You say “adjunct.” At what point is it necessary to give up the books, the audios, the computer, and step in front of a living breathing teacher? I think that will always be necessary. Practice via cyberspace is not going to replace that. There are the Three Treasures—the Buddha, the Dharma and the sangha. The personal aspect of the Three Treasures is not going to be superseded by a computer. Buddha treasure is the teacher. Dharma treasure are the teachings, the direct pointing to the enlightened mind. Sangha treasure is the community of practitioners. All those three aspects are really necessary for authentic practice to flourish. It makes a big difference when you’re sitting with a group of other people than when you’re sitting alone. Or when you have someone making demands of you face-to-face, eyeball-to-eyeball, heart-to-heart, as opposed to talking via your computer about it, where the person on the other end of the line can remain some sort of an abstraction. Take a look at liturgy. That’s where the power of the sangha comes in. There’s a big difference when you’re in a room with a group of people who are chanting their hearts out and when you’re hearing it on tape, or even watching a videotape. But I’ve used that to help my practice along when I was unable to train at a center. In my early days of practice, when I was a lay practitioner, working in the world, I created a tape that had all the sounds of the monastery on it: the wake-up bell, then the wooden han [wooden block that is struck to call people to the zendo]. The regular morning sequence leading to my dawn zazen. It was hooked to my alarm clock. The alarm clock would go off, the bell would ring, and I was transported to the monastery. Sitting periods were timed so that I couldn’t cheat. During liturgy the whole sangha chanted and I chanted with them.

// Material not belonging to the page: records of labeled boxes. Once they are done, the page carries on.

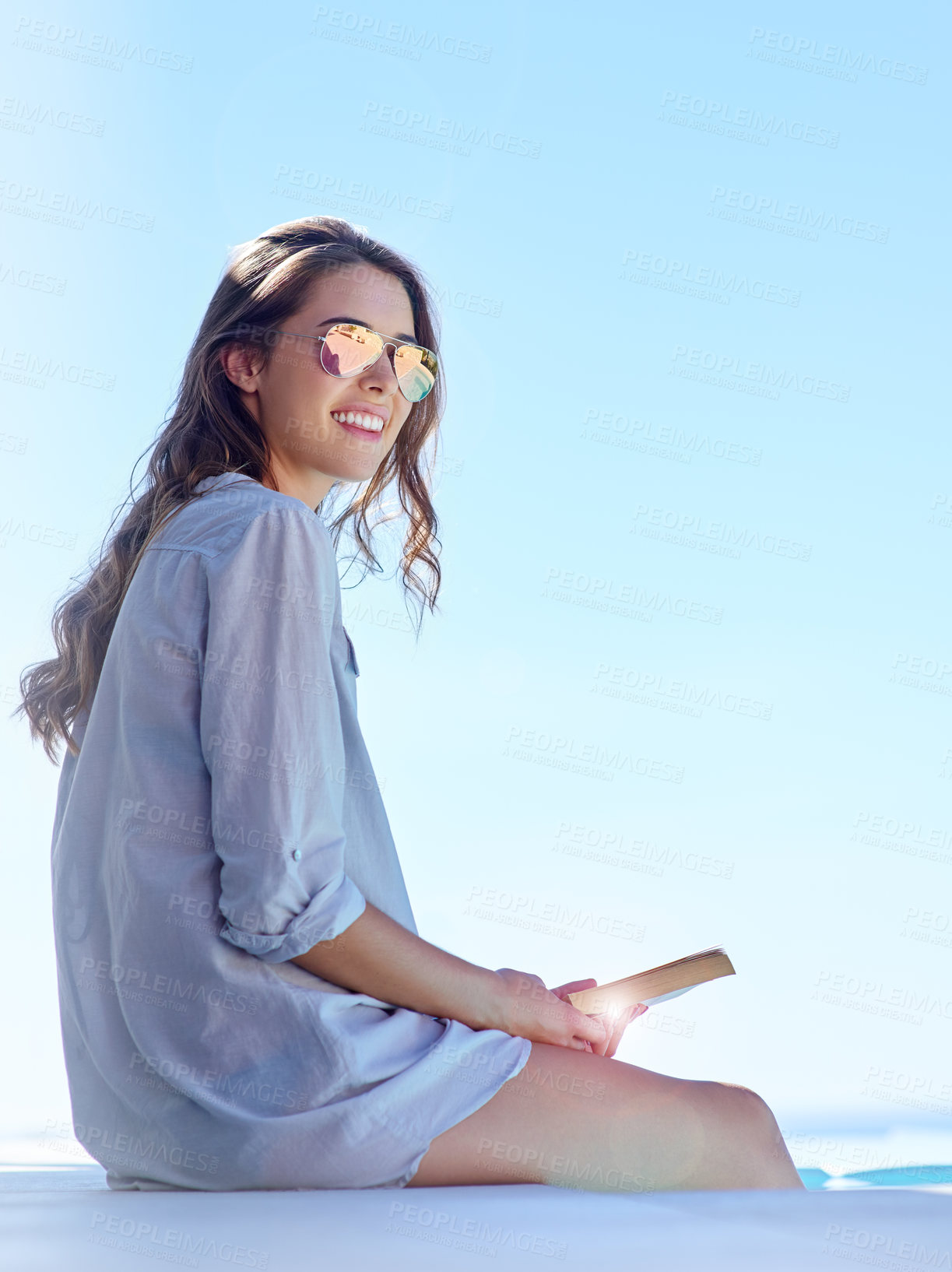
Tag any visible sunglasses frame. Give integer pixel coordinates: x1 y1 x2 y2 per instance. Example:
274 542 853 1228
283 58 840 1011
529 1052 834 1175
269 322 439 403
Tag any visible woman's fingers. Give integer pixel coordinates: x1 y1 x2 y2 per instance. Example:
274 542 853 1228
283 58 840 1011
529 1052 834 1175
549 977 598 1001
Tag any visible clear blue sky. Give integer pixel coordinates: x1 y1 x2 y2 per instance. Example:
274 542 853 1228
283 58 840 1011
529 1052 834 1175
0 0 952 1130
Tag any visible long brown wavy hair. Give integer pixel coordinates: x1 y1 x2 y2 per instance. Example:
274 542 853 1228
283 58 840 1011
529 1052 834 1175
12 216 445 763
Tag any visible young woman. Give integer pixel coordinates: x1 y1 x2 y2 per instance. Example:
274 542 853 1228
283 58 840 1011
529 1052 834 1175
19 217 802 1192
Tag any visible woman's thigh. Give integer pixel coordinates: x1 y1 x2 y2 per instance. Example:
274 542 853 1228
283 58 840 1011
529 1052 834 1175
407 1043 803 1192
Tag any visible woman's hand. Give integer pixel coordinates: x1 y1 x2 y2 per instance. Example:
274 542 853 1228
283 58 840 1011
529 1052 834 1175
490 967 610 1056
550 977 648 1059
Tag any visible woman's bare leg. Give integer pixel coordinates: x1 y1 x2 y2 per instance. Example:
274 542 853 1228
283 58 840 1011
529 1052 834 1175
407 1042 803 1192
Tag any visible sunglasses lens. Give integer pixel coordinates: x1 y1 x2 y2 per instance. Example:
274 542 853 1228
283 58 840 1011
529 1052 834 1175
321 323 383 377
393 345 437 402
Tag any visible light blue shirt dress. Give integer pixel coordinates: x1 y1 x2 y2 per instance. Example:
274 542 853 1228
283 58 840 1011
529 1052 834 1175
52 473 531 1190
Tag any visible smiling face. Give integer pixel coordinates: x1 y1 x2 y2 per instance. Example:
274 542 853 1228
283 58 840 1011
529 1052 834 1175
221 265 416 509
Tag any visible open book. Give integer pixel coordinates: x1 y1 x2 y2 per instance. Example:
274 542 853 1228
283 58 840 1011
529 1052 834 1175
567 945 734 1017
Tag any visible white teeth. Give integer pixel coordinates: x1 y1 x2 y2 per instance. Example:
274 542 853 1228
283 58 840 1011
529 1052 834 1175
331 411 383 433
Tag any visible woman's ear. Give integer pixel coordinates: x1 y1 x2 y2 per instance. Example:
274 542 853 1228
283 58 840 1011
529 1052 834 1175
218 345 265 393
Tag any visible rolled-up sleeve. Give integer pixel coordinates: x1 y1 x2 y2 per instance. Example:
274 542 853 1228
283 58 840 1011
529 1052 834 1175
200 508 367 963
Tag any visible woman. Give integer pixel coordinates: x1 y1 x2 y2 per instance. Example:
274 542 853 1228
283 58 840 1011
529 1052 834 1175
20 217 800 1190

So why bother going to the monastery at all? Because of the Buddha, Dharma, and the Sangha.
It’s been speculated that it won’t be too long before we’ll have computer programs so sophisticated that you won’t be able to discern whether you’re talking to a computer or a human being. What do you think distinguishes a human being from a highly advanced artificial intelligence? I saw a TV a program about robots. They had several robots programmed with artificial intelligence. These robots were to pick up little blocks of wood in a room. The one that got the most was somehow rewarded. They were programmed to learn from their mistakes. The researchers found out that after repeatedly having the robots in the room together, they began to get aggressive and knock each other out of the way to get the wood. When I saw that I thought, no difference. We don’t even know what human consciousness is. I don’t think we have even scratched the surface of its possibilities. And not being able to appreciate what human consciousness is, it’s difficult to compare it to artificial consciousness.
With all that on your plate, if you were to project yourself ahead a thousand years, what will the forms of Buddhism we are developing now look like in the future [Laughter] Moment-to-moment, nonstop flow; breath after breath.